The invention relates to portable electric power supplies.

The power supply of this invention has a plurality of applications, such as supplying power to apparatus that will destroy or otherwise prevent the possession or use of a device, weapon or materials by unauthorized personnel and providing or supplying power to a built-in pyrotechnic or other system which, upon command, will damage or destroy the contents of a safe or other container or the like. This latter application may have value in initiating self-destruction in a number of containers or safes at once, such as in a ship or a building that is in danger of being compromised. Other potential applications include mining or other remote area operations where high power is required to initiate a large number of detonators which in turn ignite a large amount of explosives within a short time frame. The power supply of this invention provides much greater safety features than other current generation systems because it uses exploding bridgewire detonators containing secondary explosives rather than easily detonated blasting caps containing primary explosives. Other safety features include that the device or apparatus may be completely shielded so as to not be affected by lighting strokes, it is not operable by electromagnetic energy or mechanical shock, etc. Another safety feature is that since the power supply is designed to be self contained, there is minimun audible output or fragmentation so that people standing close to the power supply when it is activated are not injured.

Since the power supply of this invention may use exploding bridgewire detonators, it is particularly adaptable to application where timing of current output is required in the microsecond range succh as in stage ignition in rocket systems. This power supply may be used to activate a plurality of exploding bridgewires simultaneously at distances up to 1000 feet without difficulty.

Desirable features of a power supply capable of being employed for the above applications include that the apparatus be able to operate without external power or batteries; that the apparatus be manufactured at low cost and be able to fire, or supply power to fire, or otherwise activate a plurality of loads, such as about twenty loads; that the explosives or materials used in the apparatus be self-contained; that the apparatus be portable; that the apparatus be operable from a remote location and that the apparatus be able to be stored for long periods of time, such as about ten years, in the same environment as the systems which it is protecting without the requirement of periodic maintenance.

SUMMARY OF THE INVENTION

In view of the above, it is an object of this invention to provide a new combination of a first ferroelectric current generator with a second ferroelectric current generator and an explosively driven magnetic field current generator to provide an integrated power supply.

It is a further object of this invention to provide a self-contained, one man portable, expendable power supply capable of initiating a plurality of explosives or other electric components.

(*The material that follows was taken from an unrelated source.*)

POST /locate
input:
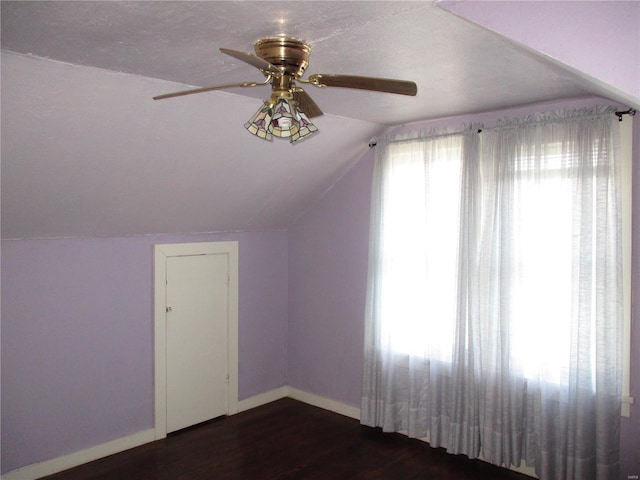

It is a further object of this invention to provide a power supply capable of providing over 400 amperes current for on the order of two microseconds to each of a plurality of loads, such as about twenty loads over cable lengths as long as 500 feet or 1000 feet.

It is a further object of this invention to provide a self contained novel power supply operable without external power and also operable from remote locations.

Various other objects and advantages will appear from the following description and the most novel features will be particularly pointed out hereinafter in connection with the appended claims. It will be understood that various changes in the details and materials as well as in the process steps which are herein described and illustrated in order to explain the nature of this invention may be made by those skilled in the art without departing from the scope of this invention.

The invention comprises an electrical power supply having means for fracturing a stressed glass ferroelectric-initiating element and means for converting strain energy released by the fracturing to electrical energy to initiate an explosive charge and effect current release from a second ferroelectric generator, which current is delivered to the coil of a current generator to create a magnetic field which is compressed via an expanding armature to generate a large output current.

DESCRIPTION OF DRAWING

FIG. 1 is a perspective view of an apparatus of this invention.

FIG. 2 illustrates in partially diagrammatic and partially cross-sectional fashion an embodiment of this invention.

FIG. 3 further illustrates in partially diagrammatic and partially cross-sectional and perspective fashion a portion of an alternate embodiment.

FIG. 4 diagrammatically illustrates an alternate ignition mode.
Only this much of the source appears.